Furthermore, the Supreme Court properly granted that branch of the plaintiff's motion which was pursuant to CPLR 3211(a) to dismiss the RKJ defendants' counterclaim, which alleged fraud in the procurement of the agreement. The RKJ defendants' claims are barred by the agreement's “as is” clause (see J. Remora Maintenance LLC v. Efromovich, 103 AD3d 501, 502; Princes Point, LLC v. AKRF Eng'g, P.C., 94 AD3d 588), as well as its specific disclaimer of representations regarding the condition of the subject assets. “While a general merger clause is ineffective to exclude parol evidence of fraud in the inducement, a specific disclaimer defeats any allegation that the contract was executed in reliance upon contrary oral representations” (Barnaba Realty Group, LLC v. Solomon, 121 AD3d 730, 731; see DiBuono v. Abbey, LLC, 95 AD3d 1062, 1064; McGowan v. Winant Place Assoc., 270 A.D.2d 466, 467; Busch v. Mastropierro, 258 A.D.2d 492; Taormina v. Hibsher, 215 A.D.2d 549). Here, the agreement at issue specifically provided that the seller made no express or implied representations or warranties as to the ownership or condition of the purchased assets.
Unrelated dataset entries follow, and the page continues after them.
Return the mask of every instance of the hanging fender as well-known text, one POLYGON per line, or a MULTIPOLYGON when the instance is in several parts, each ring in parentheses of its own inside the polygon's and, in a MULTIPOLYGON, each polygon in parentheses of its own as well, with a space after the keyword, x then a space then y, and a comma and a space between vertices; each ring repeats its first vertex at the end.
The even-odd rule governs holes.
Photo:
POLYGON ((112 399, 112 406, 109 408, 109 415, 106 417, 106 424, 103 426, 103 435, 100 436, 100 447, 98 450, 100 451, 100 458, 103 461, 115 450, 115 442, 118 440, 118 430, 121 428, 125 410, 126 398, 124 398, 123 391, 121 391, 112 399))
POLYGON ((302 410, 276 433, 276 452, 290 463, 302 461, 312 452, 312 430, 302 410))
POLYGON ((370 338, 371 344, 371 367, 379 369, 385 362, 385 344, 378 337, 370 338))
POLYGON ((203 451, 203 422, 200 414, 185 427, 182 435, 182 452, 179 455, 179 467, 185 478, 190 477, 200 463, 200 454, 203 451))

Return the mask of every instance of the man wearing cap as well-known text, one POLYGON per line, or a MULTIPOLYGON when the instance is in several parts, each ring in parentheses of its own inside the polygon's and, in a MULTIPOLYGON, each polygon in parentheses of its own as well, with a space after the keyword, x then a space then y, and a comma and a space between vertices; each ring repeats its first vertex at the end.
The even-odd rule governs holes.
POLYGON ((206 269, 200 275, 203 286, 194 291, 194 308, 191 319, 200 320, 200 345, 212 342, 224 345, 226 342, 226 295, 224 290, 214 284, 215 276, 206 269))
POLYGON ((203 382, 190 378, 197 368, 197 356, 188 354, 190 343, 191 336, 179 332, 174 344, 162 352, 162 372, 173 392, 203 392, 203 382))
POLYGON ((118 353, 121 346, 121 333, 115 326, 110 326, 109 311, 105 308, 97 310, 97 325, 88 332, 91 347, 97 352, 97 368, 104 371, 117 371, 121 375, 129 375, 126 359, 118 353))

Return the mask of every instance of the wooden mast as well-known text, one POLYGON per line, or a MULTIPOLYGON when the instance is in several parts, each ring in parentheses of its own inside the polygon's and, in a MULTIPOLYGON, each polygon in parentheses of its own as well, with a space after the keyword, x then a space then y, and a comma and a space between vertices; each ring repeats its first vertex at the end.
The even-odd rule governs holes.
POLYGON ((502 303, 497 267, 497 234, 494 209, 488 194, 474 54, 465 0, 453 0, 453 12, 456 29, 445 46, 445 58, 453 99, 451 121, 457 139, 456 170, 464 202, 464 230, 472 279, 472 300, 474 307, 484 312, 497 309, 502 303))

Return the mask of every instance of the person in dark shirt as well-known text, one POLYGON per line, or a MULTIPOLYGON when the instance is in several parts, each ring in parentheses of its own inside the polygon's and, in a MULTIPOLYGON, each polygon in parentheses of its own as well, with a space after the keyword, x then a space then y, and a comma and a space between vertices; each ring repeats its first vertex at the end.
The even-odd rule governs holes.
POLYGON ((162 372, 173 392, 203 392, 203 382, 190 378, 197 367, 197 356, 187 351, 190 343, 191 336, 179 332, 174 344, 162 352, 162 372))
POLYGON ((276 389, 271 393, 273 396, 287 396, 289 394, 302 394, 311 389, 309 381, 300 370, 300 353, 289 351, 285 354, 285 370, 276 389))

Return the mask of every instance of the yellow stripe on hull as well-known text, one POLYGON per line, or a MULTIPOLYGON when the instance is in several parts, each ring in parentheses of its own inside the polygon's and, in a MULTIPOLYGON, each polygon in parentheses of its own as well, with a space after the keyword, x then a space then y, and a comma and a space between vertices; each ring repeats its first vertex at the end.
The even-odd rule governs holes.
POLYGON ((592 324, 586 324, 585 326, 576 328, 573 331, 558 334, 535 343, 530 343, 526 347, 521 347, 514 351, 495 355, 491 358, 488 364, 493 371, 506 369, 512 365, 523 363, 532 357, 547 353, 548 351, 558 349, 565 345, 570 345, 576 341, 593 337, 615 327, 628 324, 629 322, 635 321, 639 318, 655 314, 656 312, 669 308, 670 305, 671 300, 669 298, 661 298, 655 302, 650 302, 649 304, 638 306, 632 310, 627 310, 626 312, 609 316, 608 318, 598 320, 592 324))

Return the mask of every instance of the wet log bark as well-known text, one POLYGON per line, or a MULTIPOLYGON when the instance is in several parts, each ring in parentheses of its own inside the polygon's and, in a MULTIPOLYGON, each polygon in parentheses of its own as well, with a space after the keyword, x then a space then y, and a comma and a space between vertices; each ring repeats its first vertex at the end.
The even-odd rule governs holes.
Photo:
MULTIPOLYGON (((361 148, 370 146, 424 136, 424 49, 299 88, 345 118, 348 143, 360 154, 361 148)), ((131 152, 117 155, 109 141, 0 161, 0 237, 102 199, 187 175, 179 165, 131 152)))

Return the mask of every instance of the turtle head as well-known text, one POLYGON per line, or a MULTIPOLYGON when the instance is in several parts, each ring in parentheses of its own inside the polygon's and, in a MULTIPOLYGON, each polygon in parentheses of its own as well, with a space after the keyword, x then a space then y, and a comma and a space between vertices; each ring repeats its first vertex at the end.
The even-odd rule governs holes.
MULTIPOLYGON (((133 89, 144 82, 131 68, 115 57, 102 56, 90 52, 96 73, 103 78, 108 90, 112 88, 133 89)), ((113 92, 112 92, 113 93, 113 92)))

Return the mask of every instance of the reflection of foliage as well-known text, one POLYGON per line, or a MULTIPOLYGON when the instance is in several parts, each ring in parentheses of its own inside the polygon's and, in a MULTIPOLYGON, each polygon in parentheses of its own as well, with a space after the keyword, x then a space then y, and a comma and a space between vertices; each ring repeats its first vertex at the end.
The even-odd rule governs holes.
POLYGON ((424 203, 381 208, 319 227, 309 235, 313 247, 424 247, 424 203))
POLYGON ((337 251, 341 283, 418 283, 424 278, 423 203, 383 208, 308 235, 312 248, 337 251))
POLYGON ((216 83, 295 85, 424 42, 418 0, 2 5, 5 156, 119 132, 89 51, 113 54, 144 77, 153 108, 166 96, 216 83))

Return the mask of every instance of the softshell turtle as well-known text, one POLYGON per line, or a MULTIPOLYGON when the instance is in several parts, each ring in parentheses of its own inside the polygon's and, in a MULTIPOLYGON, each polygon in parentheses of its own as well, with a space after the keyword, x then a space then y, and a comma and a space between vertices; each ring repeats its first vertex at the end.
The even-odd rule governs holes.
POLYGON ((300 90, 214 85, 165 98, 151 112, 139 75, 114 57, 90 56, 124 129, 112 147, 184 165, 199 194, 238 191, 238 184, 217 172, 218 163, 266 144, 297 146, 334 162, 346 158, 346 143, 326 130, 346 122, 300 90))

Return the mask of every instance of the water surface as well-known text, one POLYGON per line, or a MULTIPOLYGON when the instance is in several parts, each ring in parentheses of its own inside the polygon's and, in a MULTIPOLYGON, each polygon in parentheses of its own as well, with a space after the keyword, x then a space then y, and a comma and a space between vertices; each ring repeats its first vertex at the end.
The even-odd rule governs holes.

The RKJ defendants' remaining contentions are without merit.
Motion by the appellant-respondent to strike Point I of the reply brief of the respondents-appellants on an appeal and cross appeal from an order of the Supreme Court, Nassau County, dated January 9, 2014. By decision and order on motion of this Court dated January 21, 2015, the motion was held in abeyance and referred to the panel of Justices hearing the appeal and cross appeal for determination upon the argument or submission thereof.
Upon the papers filed in support of the motion, the papers filed in opposition thereto, and upon the argument of the appeal and cross appeal, it is
ORDERED that the motion is granted, Point I of the reply brief of the respondents-appellants is stricken, and that point has not been considered in the determination of the appeal and cross appeal.